こんなときでも、少しも狼狽えないその姿は、さすがだと思うが。

でも今回ばかりは、さすがに…。

度胸や意気込みだけで、どうにかなる問題ではない…。

「で?私は、あなたに何をすれば良いんですか」

「君は僕に、『恐怖』の感情を教えてくれれば良いんだよ」

イレースに指輪を嵌めた、黒い服の小人は、生意気な顔でそう言った。

「恐怖」…。

シンプルではあるが、故意に他人にこの感情を抱かせるのは、なかなか難しい。

って、それはあらゆる感情で言えることだが…。

「僕は白雪姫に、『恐怖』を教えたいんだ。さぁ、僕に『恐怖』を味わわせて、感情を小瓶に満たしてよ」

「成程…。つまり私は、あなたを怖がらせれば良いんですね?」

「そういうことだね。まぁ、それが出来たらの話だけどね!」

…自信たっぷりじゃないか。

自分を怖がらせられるものなら、やってみろ、と言わんばかり。

マジでムカつく。

「良いでしょう。では、色々と準備が必要なので…。
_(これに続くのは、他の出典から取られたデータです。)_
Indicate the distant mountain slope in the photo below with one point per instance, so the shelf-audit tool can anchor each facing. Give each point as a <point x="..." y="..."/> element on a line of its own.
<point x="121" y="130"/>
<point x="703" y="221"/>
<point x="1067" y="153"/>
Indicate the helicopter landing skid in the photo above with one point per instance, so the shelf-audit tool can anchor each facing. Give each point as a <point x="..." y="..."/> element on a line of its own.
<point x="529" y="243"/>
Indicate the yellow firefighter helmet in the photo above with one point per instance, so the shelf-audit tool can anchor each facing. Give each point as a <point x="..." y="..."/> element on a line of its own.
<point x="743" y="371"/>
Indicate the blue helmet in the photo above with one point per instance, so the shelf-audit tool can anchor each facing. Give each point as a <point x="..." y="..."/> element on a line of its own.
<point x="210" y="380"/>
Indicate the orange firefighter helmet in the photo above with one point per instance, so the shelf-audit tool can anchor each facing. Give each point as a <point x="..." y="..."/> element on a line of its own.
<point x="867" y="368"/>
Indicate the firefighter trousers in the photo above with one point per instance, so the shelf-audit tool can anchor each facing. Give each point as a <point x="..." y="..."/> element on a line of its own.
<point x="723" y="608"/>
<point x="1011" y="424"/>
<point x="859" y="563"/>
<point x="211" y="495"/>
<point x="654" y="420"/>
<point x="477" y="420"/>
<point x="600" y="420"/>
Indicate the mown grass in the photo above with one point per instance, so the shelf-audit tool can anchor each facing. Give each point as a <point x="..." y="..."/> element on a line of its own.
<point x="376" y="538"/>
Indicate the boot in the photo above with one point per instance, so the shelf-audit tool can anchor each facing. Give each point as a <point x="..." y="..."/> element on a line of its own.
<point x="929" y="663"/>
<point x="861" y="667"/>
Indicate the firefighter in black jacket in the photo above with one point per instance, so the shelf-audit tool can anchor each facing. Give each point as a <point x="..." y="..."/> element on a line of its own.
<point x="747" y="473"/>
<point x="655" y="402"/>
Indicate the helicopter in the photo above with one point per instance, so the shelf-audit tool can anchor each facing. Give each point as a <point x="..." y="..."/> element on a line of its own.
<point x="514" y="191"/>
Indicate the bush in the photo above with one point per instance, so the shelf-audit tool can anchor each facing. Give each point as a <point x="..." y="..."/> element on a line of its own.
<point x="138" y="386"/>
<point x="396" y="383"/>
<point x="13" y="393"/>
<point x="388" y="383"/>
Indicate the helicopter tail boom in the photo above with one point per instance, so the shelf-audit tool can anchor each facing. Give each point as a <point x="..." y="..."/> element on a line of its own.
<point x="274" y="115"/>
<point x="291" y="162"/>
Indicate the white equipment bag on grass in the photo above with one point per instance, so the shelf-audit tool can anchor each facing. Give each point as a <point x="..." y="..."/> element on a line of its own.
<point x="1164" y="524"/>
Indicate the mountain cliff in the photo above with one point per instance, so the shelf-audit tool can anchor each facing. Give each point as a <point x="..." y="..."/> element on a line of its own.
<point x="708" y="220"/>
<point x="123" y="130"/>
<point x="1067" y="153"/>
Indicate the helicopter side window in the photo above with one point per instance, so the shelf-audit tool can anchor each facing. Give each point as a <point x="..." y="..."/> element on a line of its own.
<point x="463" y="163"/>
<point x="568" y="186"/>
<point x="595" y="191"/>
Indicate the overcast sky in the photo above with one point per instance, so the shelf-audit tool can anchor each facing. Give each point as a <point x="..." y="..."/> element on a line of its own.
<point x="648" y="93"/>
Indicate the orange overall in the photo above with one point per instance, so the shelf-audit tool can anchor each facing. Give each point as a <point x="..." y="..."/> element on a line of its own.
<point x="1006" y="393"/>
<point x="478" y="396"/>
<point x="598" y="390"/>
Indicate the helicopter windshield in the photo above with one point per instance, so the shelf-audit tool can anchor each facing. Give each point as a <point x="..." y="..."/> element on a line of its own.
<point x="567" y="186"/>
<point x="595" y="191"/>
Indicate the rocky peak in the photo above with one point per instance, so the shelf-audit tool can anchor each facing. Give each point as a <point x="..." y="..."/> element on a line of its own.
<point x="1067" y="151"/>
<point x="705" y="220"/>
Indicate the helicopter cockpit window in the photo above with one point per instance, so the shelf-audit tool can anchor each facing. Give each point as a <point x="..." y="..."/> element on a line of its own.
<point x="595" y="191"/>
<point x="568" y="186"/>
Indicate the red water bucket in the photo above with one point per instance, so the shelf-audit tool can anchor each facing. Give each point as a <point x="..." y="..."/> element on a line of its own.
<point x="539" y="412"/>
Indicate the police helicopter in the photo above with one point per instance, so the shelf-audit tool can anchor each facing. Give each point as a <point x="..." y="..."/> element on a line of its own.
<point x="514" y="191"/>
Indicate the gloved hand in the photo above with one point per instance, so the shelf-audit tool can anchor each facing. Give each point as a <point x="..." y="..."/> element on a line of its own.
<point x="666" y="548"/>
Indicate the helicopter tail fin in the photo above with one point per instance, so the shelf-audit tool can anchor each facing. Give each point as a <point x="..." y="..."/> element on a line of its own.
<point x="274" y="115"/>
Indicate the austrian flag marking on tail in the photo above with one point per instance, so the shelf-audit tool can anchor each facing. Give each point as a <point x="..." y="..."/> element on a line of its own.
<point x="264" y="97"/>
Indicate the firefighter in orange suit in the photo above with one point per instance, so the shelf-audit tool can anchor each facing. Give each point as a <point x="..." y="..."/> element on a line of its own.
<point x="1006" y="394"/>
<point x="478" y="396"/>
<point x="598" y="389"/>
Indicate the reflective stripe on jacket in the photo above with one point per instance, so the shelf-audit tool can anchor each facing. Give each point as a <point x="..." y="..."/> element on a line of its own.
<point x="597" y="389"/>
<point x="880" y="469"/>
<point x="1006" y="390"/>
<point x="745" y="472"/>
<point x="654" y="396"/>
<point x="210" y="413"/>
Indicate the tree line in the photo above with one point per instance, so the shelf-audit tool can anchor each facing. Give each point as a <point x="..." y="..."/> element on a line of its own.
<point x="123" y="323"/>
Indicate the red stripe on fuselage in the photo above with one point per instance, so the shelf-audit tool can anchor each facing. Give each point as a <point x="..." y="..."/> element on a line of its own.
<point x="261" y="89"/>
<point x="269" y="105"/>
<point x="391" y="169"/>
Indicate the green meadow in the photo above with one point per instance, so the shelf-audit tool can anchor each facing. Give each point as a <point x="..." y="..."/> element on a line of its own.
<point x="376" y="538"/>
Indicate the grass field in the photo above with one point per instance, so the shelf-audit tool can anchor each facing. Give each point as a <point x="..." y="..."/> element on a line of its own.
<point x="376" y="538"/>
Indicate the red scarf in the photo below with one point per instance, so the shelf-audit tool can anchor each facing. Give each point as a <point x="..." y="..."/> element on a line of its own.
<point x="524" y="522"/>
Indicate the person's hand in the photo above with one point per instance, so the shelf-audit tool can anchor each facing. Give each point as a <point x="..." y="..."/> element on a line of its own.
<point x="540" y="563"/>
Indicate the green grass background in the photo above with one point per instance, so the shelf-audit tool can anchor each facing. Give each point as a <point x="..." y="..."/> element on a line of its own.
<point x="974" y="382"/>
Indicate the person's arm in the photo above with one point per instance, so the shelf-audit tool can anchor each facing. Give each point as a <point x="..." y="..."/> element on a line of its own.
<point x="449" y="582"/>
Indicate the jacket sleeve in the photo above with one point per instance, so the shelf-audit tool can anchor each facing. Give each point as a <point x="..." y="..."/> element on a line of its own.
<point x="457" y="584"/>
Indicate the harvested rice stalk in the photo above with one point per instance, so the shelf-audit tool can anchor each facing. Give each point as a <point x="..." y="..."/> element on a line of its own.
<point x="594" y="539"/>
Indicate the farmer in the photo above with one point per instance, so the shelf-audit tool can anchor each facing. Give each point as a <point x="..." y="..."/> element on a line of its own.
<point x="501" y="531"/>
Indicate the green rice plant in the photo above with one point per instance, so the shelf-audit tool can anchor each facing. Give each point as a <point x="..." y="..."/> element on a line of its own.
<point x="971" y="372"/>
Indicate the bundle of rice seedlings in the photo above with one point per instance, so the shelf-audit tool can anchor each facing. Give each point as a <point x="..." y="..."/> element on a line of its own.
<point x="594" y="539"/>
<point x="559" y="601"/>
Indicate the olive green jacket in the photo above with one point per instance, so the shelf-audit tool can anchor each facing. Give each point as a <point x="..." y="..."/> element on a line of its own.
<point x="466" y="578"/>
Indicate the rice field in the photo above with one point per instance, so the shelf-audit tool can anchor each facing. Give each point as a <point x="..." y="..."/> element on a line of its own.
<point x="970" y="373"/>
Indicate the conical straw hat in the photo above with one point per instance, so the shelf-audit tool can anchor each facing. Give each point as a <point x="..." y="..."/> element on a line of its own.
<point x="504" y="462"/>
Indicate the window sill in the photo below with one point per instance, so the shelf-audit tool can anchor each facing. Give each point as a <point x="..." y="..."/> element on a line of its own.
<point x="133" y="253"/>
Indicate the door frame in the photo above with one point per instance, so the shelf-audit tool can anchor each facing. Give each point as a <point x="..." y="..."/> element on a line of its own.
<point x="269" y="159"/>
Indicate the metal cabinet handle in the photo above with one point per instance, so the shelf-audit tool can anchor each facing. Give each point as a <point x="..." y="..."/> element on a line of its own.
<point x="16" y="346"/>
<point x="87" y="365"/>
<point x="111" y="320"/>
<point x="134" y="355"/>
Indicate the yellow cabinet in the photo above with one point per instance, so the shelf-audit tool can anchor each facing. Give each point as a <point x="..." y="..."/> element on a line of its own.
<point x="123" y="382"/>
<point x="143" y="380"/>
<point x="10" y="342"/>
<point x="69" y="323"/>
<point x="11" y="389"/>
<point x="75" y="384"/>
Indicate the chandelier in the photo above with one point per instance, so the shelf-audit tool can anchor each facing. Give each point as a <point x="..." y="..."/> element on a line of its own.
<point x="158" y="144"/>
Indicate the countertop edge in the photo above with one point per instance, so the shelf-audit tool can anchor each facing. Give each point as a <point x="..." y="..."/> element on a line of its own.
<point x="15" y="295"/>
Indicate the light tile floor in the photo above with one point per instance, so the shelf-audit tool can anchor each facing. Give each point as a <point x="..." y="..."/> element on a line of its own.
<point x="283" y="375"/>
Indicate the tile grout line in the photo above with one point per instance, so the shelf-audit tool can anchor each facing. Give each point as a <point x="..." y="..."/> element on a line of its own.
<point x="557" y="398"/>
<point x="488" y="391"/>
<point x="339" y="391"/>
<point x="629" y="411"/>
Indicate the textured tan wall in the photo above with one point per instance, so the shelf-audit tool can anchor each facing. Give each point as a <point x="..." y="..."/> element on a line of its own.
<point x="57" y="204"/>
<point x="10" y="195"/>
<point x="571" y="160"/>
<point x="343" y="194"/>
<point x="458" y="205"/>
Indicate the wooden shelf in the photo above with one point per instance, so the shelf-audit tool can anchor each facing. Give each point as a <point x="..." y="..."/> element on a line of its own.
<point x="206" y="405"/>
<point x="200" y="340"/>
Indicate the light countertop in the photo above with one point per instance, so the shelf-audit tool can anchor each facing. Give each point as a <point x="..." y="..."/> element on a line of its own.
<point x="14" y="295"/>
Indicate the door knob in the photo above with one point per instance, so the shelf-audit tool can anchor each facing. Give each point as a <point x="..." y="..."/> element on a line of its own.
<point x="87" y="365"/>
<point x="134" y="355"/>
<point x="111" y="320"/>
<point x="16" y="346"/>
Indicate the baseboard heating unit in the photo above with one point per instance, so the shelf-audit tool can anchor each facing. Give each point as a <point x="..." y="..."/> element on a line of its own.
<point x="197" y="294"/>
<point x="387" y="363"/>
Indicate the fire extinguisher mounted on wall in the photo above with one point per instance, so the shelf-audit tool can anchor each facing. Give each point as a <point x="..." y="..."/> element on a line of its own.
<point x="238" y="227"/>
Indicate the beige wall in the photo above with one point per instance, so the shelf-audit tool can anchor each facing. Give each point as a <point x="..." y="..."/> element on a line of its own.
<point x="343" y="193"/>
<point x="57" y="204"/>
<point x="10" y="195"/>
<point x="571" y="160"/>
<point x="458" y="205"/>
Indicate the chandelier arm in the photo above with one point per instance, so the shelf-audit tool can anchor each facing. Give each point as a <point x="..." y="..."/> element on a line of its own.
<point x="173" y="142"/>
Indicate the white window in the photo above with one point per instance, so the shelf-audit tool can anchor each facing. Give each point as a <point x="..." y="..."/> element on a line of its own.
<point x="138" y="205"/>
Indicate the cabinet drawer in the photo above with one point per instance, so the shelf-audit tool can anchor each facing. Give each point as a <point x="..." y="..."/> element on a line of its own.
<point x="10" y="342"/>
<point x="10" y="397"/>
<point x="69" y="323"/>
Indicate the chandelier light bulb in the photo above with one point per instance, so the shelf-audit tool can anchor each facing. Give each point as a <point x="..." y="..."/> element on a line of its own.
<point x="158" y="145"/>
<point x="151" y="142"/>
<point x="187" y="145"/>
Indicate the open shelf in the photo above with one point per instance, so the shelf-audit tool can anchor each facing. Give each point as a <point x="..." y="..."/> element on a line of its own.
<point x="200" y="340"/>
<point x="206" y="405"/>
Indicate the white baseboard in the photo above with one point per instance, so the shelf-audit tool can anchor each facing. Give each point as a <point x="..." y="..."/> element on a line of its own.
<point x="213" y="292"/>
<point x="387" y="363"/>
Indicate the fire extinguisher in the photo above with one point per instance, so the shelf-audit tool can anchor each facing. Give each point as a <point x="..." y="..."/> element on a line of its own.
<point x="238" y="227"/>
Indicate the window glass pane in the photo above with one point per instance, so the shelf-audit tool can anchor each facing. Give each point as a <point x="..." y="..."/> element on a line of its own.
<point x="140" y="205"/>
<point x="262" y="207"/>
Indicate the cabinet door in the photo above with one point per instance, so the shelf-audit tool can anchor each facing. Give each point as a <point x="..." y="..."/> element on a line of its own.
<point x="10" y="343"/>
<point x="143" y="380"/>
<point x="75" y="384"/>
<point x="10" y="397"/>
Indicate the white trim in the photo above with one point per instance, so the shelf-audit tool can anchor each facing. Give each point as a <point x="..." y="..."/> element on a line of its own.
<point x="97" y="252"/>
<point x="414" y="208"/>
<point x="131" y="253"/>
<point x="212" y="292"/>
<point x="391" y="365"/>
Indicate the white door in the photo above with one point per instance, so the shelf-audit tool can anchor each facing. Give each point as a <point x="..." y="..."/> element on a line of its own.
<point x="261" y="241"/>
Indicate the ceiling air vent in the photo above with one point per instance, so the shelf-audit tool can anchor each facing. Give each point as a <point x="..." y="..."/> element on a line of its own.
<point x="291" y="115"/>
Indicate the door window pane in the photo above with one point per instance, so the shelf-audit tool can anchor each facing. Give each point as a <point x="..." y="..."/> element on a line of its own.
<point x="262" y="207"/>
…明日までお待ち頂いても?期限は七日なのでしょう?」

「うん、勿論良いよ〜」

…どうやら、イレースには何か考えがあるようだ。

しかし、そんなイレースを嘲笑うように、黒い小人は挑発を続けた。

「でも、そんな悠長なことしてて大丈夫かな?そうこうしてる間にも、約束の刻限は刻一刻と迫ってるんだよ〜?」

人を腹立たせることにおいては、プロだなこいつは。

が、イレースは、そんな安っぽい挑発には乗らない。

「えぇ、構いません。明日、再び相見えるとしましょう」

「ふーん。まぁ良いけど。じゃ、明日を楽しみにしてるからね」

にやにや、とムカつく顔で笑いながら。

小人共は、棺桶の中に帰っていった。

出来ることなら、一生そこから出てきて欲しくない。